Aunque la lectura de todos sus gestos me dijo que sí, que había sido horrible para ella, nunca sabré a ciencia cierta si se sintió tan incómoda como yo. Por un momento pensé que, al otro día, ella saldría a decir algo públicamente, pero enseguida me di cuenta de que habría significado un suicidio artístico. ¿Qué iba a decir? Si el tipo la había apadrinado, si se había portado como un gran anfitrión. Porque además, vamos, ¿quién puede tomar eso como violencia? No tiene importancia, fue sólo un chiste.
En la cena posterior al toque no podía parar de pensar: ¿alguna otra mujer de las que estaban en la sala habría registrado la impunidad de la escena, el pequeño despliegue de poder que significó? ¿O todas siguieron como si tal cosa, como si aquello no hubiera sucedido?
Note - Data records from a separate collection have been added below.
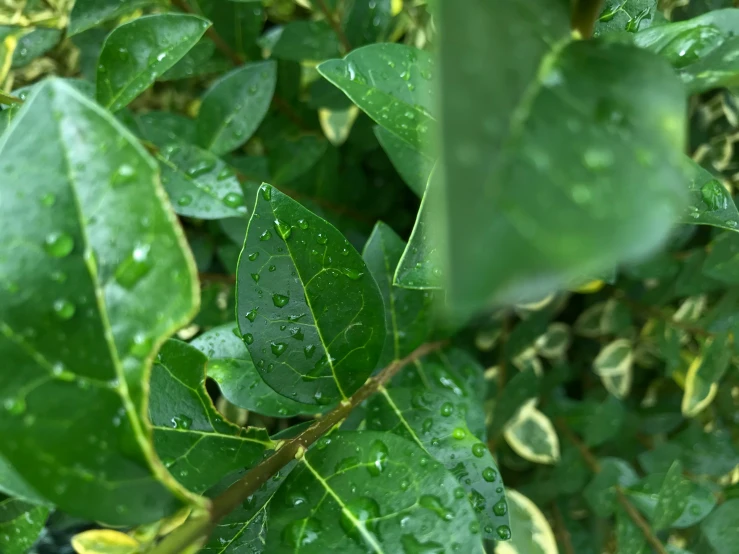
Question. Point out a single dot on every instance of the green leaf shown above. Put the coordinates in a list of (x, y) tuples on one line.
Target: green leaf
[(600, 493), (710, 202), (234, 106), (721, 528), (672, 499), (704, 373), (702, 49), (81, 351), (192, 439), (138, 52), (391, 83), (413, 166), (627, 15), (307, 307), (408, 318), (199, 183), (87, 14), (556, 181), (21, 524), (302, 40), (420, 267), (529, 527), (230, 365), (436, 422), (370, 491)]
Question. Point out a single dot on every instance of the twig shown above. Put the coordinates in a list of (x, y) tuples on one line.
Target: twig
[(335, 26), (594, 466), (235, 495), (561, 531)]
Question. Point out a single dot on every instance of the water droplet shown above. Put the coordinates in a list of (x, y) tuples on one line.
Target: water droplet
[(181, 422), (378, 458), (500, 508), (489, 474), (278, 348), (233, 200), (64, 309), (283, 229), (58, 245)]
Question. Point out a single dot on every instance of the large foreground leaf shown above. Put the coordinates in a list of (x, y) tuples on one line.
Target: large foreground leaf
[(561, 158), (77, 357), (307, 307), (437, 423), (370, 492), (198, 447)]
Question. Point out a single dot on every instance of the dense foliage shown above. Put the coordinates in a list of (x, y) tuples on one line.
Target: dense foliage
[(369, 276)]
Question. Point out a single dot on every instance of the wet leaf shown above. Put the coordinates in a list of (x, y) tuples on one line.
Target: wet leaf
[(230, 365), (138, 52), (367, 490), (234, 106), (607, 189), (408, 313), (308, 308), (192, 439), (436, 422), (83, 348)]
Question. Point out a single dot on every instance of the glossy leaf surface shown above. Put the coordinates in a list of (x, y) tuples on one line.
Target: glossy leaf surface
[(307, 307), (230, 365), (194, 442), (137, 52), (234, 106), (82, 350), (552, 208), (370, 491), (391, 83), (408, 313), (436, 422)]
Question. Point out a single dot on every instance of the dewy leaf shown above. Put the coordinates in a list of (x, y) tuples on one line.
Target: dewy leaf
[(307, 307), (234, 106), (702, 49), (230, 366), (412, 165), (437, 423), (194, 442), (199, 183), (87, 14), (710, 202), (368, 491), (529, 527), (532, 436), (391, 83), (704, 373), (137, 52), (614, 367), (546, 183), (80, 353), (21, 524), (408, 317), (673, 497), (420, 265)]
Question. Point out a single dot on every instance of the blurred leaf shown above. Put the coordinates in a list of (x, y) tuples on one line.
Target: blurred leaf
[(320, 309), (138, 52), (234, 106)]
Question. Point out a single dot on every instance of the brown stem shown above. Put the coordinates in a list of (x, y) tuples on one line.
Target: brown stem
[(628, 507), (235, 495), (335, 25)]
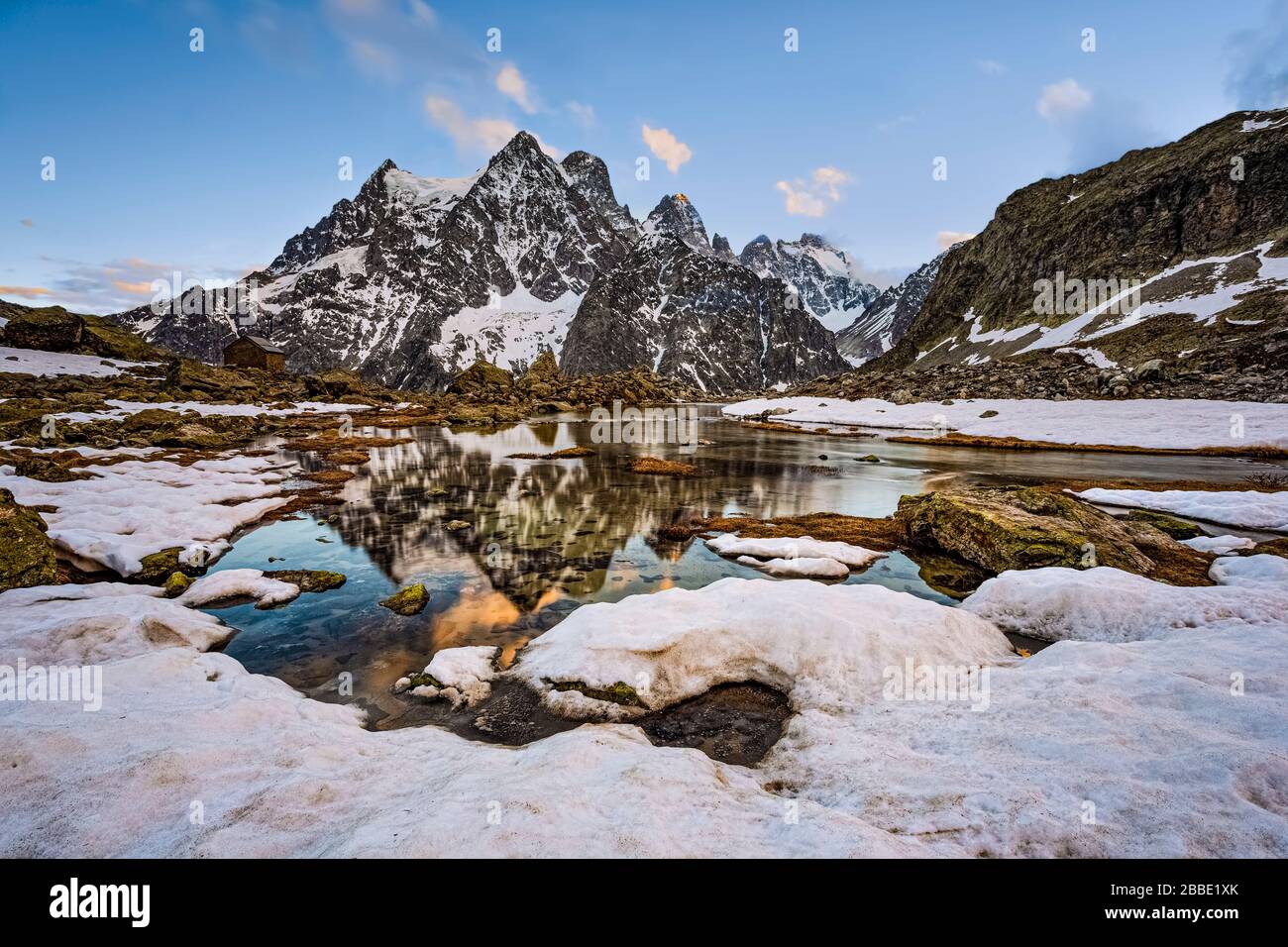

El solo hecho de que el tipo le hubiera hablado de la ropa que llevaba ya había sido raro, pero, además, la comparación, la referencia al prostíbulo, y justo en el momento de mayor exposición y vulnerabilidad: el escenario. Porque la muchacha no se lo esperaba, de eso doy fe; y si ella hubiera sido un él, no hubiera sido posible un “chiste” que doliera tanto.
Cuando comenté el hecho con varias personas del medio, me contestaron: “y qué esperabas si él es así, si es capaz de decir cualquier cosa”. Algunas mujeres músicas me lo confirmaron: “bueno, sí, suele decir cosas incómodas”. Varios me pidieron que lo comprendiera, que es de otra generación, que no es tan grave. Porque claro, estamos acostumbrados a esas cosas: la edad, el poder, el talento y la trayectoria dan permiso para desubicarse, para lastimar, para exponer a las mujeres, para reírse de ellas en público.
Este músico uruguayo es inmensamente valioso y no va a dejar de serlo nunca, por supuesto. Su sensibilidad y la mía siempre estuvieron cerca; su trabajo solía enamorarme, tal vez como el de ningún otro músico de su generación. Pero algo cambió de forma irremediable en mi manera de escucharlo; algo se modificó en el puente de significados que nos comunicaba. La rebeldía de su personaje, esa sofisticada simpleza que tanto solía identificarme, ahora me resulta dolorosa, incómoda y triste. Porque el arte no es eso trascendente, inmutable, que está por fuera de las épocas: es, por el contrario, lo que mejor dialoga con su tiempo para revelarlo, para mostrar quiénes somos hoy, lo que pudimos hacer con nosotros mismos.
Sólo espero que en el futuro la muchacha maravillosa de la voz enorme vuelva al Uruguay en una noche más amorosa y feliz, donde pasen otras cosas. Deseo que siga cantando con el pecho desnudo y abierto, y que le sobre coraje para ser mariposa. Seguro que así será.